CGETC2(3S)CGETC2(3S)NAME
CGETC2 - compute an LU factorization, using complete pivoting, of the n-
by-n matrix A
SYNOPSIS
SUBROUTINE CGETC2( N, A, LDA, IPIV, JPIV, INFO )
INTEGER INFO, LDA, N
INTEGER IPIV( * ), JPIV( * )
COMPLEX A( LDA, * )
IMPLEMENTATION
These routines are part of the SCSL Scientific Library and can be loaded
using either the -lscs or the -lscs_mp option. The -lscs_mp option
directs the linker to use the multi-processor version of the library.

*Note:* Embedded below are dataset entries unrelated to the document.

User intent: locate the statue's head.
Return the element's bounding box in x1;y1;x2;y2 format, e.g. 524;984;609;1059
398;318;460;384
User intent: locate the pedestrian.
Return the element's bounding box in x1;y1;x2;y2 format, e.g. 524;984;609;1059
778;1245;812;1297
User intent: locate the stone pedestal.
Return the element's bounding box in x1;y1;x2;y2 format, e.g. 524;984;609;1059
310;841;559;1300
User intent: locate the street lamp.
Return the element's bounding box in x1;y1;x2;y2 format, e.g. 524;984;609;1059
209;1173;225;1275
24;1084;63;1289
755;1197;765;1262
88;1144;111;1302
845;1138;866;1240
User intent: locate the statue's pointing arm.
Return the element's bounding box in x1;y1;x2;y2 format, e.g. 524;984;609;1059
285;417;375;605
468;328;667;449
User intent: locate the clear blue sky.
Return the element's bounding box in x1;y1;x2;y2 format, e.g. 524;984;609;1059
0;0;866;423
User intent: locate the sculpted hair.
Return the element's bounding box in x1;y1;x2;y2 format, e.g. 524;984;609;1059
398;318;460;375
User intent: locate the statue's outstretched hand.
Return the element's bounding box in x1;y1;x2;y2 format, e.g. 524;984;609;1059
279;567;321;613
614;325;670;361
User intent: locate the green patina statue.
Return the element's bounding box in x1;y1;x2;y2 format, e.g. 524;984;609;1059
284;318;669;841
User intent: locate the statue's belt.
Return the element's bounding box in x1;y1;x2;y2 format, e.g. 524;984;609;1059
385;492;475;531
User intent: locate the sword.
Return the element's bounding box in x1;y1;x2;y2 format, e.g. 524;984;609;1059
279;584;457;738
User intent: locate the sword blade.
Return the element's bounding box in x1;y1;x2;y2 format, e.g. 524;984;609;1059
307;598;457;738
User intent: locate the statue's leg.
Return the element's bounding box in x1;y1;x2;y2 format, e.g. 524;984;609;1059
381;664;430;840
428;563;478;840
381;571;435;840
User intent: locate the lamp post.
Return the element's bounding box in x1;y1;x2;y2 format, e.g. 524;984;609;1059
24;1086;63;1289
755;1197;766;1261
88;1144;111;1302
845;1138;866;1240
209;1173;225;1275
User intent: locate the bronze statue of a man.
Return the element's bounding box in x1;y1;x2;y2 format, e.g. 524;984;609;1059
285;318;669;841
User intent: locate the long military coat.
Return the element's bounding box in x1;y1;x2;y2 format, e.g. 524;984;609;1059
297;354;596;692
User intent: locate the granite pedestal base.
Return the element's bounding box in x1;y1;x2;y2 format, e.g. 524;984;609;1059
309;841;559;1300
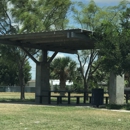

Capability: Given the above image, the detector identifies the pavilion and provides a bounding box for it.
[0,29,122,104]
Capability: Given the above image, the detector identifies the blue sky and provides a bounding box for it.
[29,0,130,80]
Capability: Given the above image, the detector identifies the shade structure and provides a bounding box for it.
[0,29,94,53]
[0,29,94,104]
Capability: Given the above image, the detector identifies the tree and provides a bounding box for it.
[73,0,107,91]
[0,56,31,86]
[50,57,76,91]
[1,0,71,99]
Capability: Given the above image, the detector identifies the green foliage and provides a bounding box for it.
[0,57,31,86]
[50,57,76,89]
[95,3,130,74]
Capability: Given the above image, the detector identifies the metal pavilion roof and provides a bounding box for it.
[0,29,94,53]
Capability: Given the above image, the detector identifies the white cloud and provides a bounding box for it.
[94,0,130,3]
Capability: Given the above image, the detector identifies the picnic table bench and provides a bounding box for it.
[49,91,86,104]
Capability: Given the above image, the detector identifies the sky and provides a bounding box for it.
[29,0,130,80]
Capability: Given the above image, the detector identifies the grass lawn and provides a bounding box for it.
[0,93,130,130]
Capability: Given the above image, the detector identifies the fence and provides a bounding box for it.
[0,86,35,93]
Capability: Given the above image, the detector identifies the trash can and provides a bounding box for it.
[91,88,104,107]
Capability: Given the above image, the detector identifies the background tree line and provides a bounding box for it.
[0,0,130,99]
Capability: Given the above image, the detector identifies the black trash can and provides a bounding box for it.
[91,88,104,107]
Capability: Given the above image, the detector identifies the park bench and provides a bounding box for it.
[50,91,84,104]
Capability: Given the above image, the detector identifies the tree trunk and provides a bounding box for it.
[84,78,88,100]
[60,79,66,96]
[19,65,25,100]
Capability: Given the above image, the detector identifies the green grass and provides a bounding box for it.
[0,93,130,130]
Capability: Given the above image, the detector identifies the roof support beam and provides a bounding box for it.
[20,46,39,64]
[48,52,58,64]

When linking to SCSL with -lscs or -lscs_mp, the default integer size is
4 bytes (32 bits). Another version of SCSL is available in which integers
are 8 bytes (64 bits). This version allows the user access to larger
memory sizes and helps when porting legacy Cray codes. It can be loaded
by using the -lscs_i8 option or the -lscs_i8_mp option. A program may use
only one of the two versions; 4-byte integer and 8-byte integer library
calls cannot be mixed.
PURPOSE
CGETC2 computes an LU factorization, using complete pivoting, of the n-
by-n matrix A. The factorization has the form A = P * L * U * Q, where P
and Q are permutation matrices, L is lower triangular with unit diagonal
elements and U is upper triangular.
This is a level 1 BLAS version of the algorithm.
ARGUMENTS
N (input) INTEGER
The order of the matrix A. N >= 0.
A (input/output) COMPLEX array, dimension (LDA, N)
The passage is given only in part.